Levei todo o caminho até casa do morto a convencer o meu companheiro de que o Diabo não existia senão na nossa imaginação, sobretudo depois de termos bebido um copito de vinho a mais.
Hoje, porém, tenho dúvidas, e quase lamento não ter permitido que o Firmino atirasse na cabra. Talvez ela fosse mesmo o Diabo, se pensarmos nas coisas más que acontecem por esse mundo  fora todos os dias..."

Templa
Templa - Membro nº 708

Irra, Andava há mais de 10 anos para escrever este conto. Finalmente!...
Templa - Membro nº 708

está espectacular Templa,adorei! :thumbsup:

Citação de: Nita em 17 janeiro, 2010, 20:40
está espectacular Templa,adorei! :thumbsup:

Olá, Nita, tu agora andas com o fetiche dos espelhos, é?

beijito e obrigada.
Templa - Membro nº 708

Muito bom, adorei! ;) Parabéns :)

Beijinho

Tive tanta pena em não poder participar no concurso do mês de Fevereiro. E obrigada pelo estímulo.

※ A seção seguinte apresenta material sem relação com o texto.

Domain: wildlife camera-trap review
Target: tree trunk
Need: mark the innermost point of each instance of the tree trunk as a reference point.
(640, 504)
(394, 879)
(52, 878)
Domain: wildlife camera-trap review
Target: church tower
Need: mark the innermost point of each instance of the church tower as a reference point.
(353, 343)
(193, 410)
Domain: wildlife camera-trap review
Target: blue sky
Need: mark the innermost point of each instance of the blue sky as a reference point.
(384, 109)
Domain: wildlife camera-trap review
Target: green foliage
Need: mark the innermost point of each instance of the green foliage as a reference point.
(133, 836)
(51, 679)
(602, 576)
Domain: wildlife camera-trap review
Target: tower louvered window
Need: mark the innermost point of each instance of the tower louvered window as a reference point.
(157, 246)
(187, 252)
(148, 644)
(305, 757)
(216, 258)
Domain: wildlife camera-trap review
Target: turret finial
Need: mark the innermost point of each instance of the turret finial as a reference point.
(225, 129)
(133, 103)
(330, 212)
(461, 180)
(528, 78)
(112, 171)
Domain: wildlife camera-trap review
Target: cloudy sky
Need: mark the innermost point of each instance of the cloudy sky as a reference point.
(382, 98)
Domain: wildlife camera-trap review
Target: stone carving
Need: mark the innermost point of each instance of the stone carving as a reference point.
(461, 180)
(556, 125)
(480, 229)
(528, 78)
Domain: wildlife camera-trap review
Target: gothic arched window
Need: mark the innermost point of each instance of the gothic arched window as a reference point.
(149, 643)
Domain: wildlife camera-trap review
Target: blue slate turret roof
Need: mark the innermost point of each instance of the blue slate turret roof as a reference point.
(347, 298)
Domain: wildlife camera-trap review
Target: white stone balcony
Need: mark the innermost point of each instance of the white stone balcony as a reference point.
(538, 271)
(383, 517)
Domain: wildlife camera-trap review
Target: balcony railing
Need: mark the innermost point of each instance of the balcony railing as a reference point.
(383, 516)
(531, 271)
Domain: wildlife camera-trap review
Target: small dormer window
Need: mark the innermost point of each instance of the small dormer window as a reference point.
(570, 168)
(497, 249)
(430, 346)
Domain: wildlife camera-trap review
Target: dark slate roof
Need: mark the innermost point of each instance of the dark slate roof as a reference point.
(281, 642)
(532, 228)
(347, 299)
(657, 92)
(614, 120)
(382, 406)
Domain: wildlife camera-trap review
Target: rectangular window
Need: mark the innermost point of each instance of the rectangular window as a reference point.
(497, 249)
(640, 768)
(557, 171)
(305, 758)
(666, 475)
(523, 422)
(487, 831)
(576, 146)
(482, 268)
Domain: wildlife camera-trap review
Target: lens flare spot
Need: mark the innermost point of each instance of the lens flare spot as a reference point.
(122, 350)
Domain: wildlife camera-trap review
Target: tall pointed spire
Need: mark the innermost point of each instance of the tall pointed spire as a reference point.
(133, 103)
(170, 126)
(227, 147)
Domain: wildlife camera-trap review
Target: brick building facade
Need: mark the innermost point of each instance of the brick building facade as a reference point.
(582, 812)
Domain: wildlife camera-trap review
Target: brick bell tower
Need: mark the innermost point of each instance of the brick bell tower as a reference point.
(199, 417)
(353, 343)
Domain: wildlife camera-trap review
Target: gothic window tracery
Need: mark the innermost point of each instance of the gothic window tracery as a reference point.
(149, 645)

De facto, hoje em dia, parece mesmo que o diabo anda à solta!!! Bolas! >:D
Templa - Membro nº 708

Raedon
Muito porreiro este conto  ;D

Parabéns

Também eu, que até tinha sido desafiado pela Margarida! Andei até à última a tentar conseguir um tempo para escrever um conto, mas andei cheio de trabalho e alguns problemas à mistura, não consegui participar. De nada ;) é mesmo, ele anda aí! eheh :D


Ora, sim senhor! Volta e meia, lá encontro mais umas pérolas literárias escondidas pelos confins deste fórum.

Sem qualquer exagero digo que este conto está ao nível, no mínimo, dos Contos da Montanha do nosso magnífico Miguel Torga.

Parabéns.

No entretanto, vou vasculhando por aí a ver se encontro mais  ;)

Pois, tenho de ler Miguel Torga, e tenho também de escrever mais um pouco, que ando relapsa.